Zanini, por exemplo, comprou ingressos para tênis, natação e basquete, mas pode ficar sem ver um brasileiro competindo.
Em 1996, apesar de ter 30 ingressos, cobrindo todas as manhãs e tardes do período, ele só conseguiu seguir Fernando Meligeni no tênis, o revezamento 4 x 100 m do atletismo, uma partida de vôlei e outra de basquete.
Entre suas entradas, em Atlanta, havia muitas para o ""Dream Team", como é chamado o time de basquete masculino norte-americano. "Não tinha graça: eles venciam todas. Decidi vender, mas tinha muito cambista por lá e faltavam compradores. Vendi pela metade do valor de face", afirma Zanini.
Na Copa da França, porém, não estava no grupo de 700 torcedores brasileiros que ficaram sem ingressos. ""Para mim, deu tudo certo, só faltou o Brasil ganhar", diz.
Em 1998, seis agências acabaram multadas ou punidas pela Embratur (Empresa Brasileira de Turismo) por venderem pacotes que prometiam entradas para os jogos da seleção, mas acabaram deixando torcedores de fora dos estádios.
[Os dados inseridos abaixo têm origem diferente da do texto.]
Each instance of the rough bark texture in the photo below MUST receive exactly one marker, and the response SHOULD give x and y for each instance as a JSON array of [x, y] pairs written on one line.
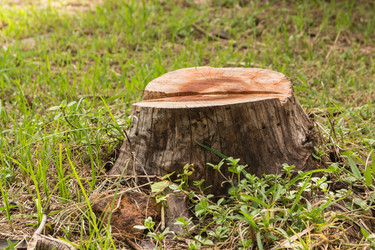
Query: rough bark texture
[[252, 114]]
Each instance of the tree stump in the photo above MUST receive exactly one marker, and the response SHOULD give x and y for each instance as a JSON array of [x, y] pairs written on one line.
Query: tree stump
[[247, 113]]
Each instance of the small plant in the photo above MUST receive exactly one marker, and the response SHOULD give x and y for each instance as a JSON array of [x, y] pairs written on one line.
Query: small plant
[[149, 225]]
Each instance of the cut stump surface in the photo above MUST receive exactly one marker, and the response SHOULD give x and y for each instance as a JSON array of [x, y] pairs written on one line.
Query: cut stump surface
[[246, 113]]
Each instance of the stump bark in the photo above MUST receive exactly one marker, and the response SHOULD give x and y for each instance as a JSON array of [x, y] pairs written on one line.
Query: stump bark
[[247, 113]]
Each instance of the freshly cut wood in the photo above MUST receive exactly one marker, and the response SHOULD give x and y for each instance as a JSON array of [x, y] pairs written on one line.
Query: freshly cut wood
[[246, 113]]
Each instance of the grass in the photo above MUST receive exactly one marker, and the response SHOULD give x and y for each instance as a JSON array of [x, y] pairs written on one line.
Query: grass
[[69, 75]]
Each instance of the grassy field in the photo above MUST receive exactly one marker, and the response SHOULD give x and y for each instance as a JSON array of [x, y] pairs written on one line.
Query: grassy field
[[69, 72]]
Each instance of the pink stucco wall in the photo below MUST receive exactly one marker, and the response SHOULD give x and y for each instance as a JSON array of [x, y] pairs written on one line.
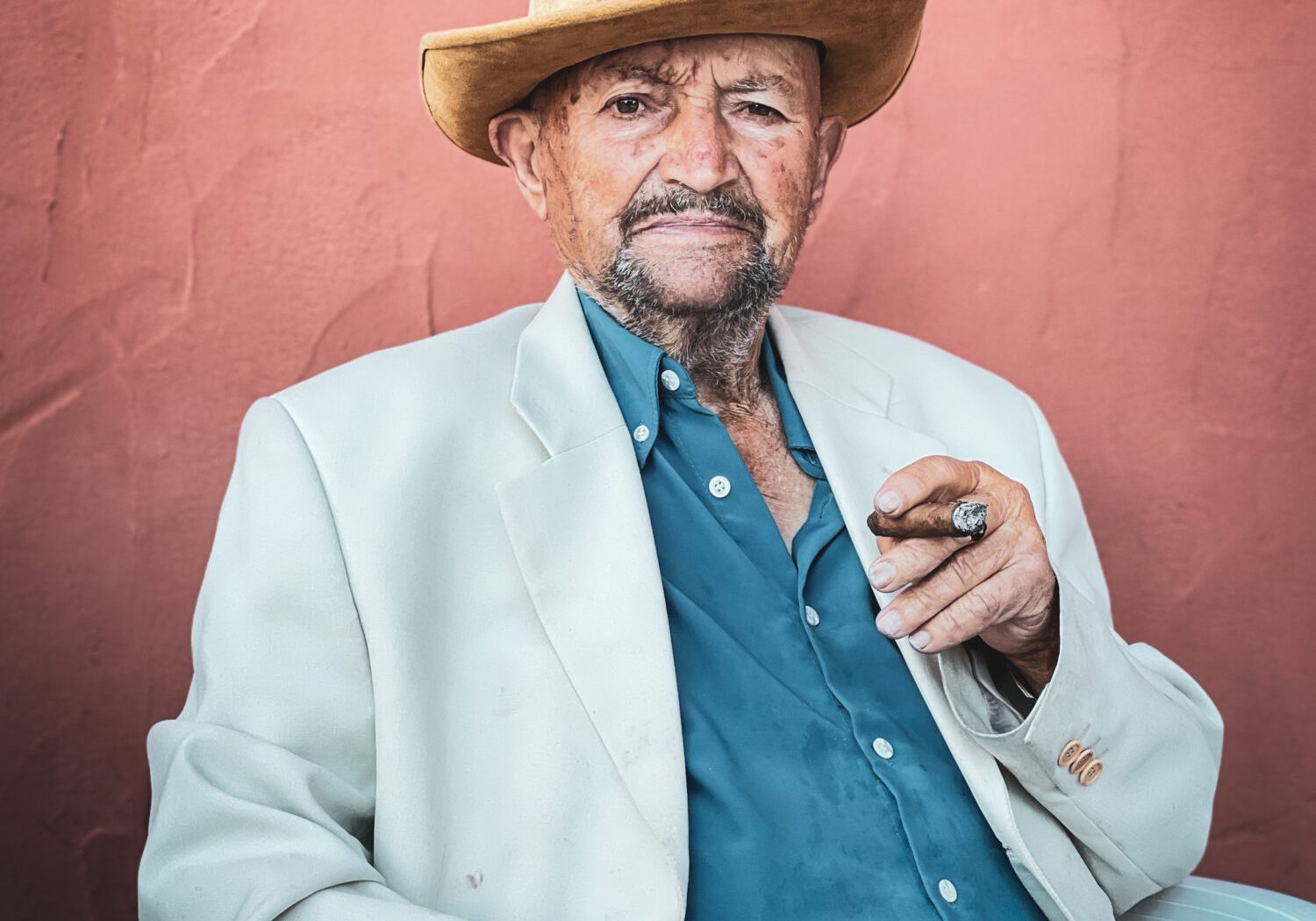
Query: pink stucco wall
[[1108, 203]]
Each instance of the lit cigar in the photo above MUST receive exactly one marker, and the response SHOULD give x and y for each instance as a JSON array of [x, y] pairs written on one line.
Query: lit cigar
[[933, 520]]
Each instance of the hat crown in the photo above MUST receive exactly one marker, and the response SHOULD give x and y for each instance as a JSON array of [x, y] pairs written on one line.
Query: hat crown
[[550, 7]]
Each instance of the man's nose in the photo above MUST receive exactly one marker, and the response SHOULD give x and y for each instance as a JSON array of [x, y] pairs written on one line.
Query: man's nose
[[699, 149]]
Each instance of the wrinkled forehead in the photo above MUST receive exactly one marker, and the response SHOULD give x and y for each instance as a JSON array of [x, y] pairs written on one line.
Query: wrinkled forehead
[[789, 63]]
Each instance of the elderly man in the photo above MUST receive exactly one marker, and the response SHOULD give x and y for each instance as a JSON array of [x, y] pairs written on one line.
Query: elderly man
[[574, 613]]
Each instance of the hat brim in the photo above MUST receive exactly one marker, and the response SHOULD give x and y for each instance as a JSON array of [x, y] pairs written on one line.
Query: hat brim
[[468, 75]]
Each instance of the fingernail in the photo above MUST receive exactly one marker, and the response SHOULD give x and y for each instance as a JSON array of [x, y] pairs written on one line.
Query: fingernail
[[889, 621], [882, 574]]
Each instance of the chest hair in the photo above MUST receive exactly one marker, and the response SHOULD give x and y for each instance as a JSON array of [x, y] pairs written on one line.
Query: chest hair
[[762, 446]]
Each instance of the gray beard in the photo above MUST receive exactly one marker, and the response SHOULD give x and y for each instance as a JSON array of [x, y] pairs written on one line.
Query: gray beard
[[712, 342]]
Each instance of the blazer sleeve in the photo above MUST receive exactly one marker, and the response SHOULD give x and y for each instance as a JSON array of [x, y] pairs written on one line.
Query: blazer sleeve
[[262, 789], [1141, 825]]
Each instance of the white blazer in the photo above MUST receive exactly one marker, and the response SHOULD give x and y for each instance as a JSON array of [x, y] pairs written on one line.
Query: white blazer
[[434, 678]]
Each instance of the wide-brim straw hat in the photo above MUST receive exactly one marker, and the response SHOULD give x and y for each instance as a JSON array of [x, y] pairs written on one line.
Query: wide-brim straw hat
[[468, 75]]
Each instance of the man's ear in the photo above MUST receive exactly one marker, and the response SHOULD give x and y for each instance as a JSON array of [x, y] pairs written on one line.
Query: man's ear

Sem ingressos, os brasileiros tiveram de apelar aos cambistas, que vendiam com até 1.600% de ágio.
Agora, os cambistas também rondam o hotel da maioria da torcida brasileira. ""Eu não vou comprar nenhuma entrada com eles. Já trouxe as minhas do Brasil", diz Zanini, que pagou para a agência Tamoyo até 10% de ágio.